= Cotton production in Egypt =

Cotton production in Egypt was insignificant before the 1800s, but production increased drastically in the years preceding the beginning of the 20th century. The increase was influenced by historical events such as the American Civil War, which disrupted the supply of cotton from the United States. The Egyptian cotton market declined in the 20th century, but is again on the rise as of 2023.

== Rise in Cotton Production ==
=== 19th-century cotton boom ===
For Egypt, the 19th century brought drastic and sudden economic changes. The groundwork for this explosion of production had been in place for decades. Earlier, cotton production for export was present but represented an insignificant portion of revenue for the country. By the 20th century, this was completely reversed. This drastic economic change was afforded with the help of continual investment into the production and processing of cotton, enabling several infrastructure improvements. Several social movements occurred simultaneously, influenced by the continuous changing of the economic landscape.

Muhammad Ali of Egypt saw an opportunity in long-staple cotton and acted to promote its cultivation. He instituted Egypt’s tenured land system to promote production, and his foreign relations enabled the export of cotton, thus giving rise to export-oriented industrialization. He converted peasants into factory workers, using the corvee system. This feudal-like system began to face national pushback in the 1880s; a process heavily influenced by the British.

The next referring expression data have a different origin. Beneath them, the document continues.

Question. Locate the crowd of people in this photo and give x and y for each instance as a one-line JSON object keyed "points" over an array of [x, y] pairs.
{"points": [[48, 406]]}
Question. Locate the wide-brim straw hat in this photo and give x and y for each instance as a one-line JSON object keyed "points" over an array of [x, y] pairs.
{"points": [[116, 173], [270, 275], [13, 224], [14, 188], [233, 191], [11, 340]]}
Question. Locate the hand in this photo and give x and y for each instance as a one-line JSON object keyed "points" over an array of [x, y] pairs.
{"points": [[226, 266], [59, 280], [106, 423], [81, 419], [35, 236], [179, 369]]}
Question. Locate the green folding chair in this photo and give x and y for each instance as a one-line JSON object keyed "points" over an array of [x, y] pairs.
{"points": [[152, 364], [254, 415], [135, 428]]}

One factor that led the cotton industry to success was continuous dedication to its funding.  Change is not the first example of federal investment in cotton. Previously, the Egyptian government had funded research in cotton production. The research resulted in an improved cotton plant that was nearly unrivaled.

Several infrastructure projects were taken on by the government throughout the entirety of the 1800s. These projects focused on both production and processing of cotton. Production and agricultural improvements included canal and dam construction. The canals, as well as several newly built railways, enabled greater national travel. Other projects included the development of several ports and communication improvements. The new infrastructure played a key role in the “boom” of the Egyptian cotton industry.

The American Civil war began in 1861. The Egyptian cotton market boomed to fill the sudden cotton demand from the Cotton Supply Association and its many member British factories and investors. Prior to the American Civil War, American cotton made up the overwhelming majority of cotton imported into Britain. Cotton was also imported from India, but Indian cotton was of inferior quality when compared with American cotton. Demand for cotton increased steadily during the latter half of the century propelled by the ongoing “Cotton Famine.” Egypt took advantage of this. During the three-year period between 1861 and 1864, Egypt ceased nearly all agricultural activity unrelated to cotton.

=== 1900s cotton market decline ===
The decline of Egypt’s Cotton Market and foreign trade created an economic crisis brought by a drop in demand. Some of the contributing factors included increased competition, production issues and national debt. More foreign competition in the cotton industry plateaued international cotton prices, leaving the Egyptian market with little room to grow. Egypt’s agricultural production had swelled at an incredible rate and kept up with itself until the early 1900s. In the early 1900s, environmental and human factors both lowered production rates. After the prior “boom” of the cotton industry, the population began to increase quickly and consistently. The economy did not follow suit. Earlier expansions done to increase cotton production were costly, and the accumulated cost of these projects created high amounts of national debt. In 1914, Egypt’s debt added up to over one hundred million pounds.

== Current production ==
The United States Department of Agriculture notes that cotton production is on the rise in Egypt, with 2023 production estimates to be at 320,000 bales.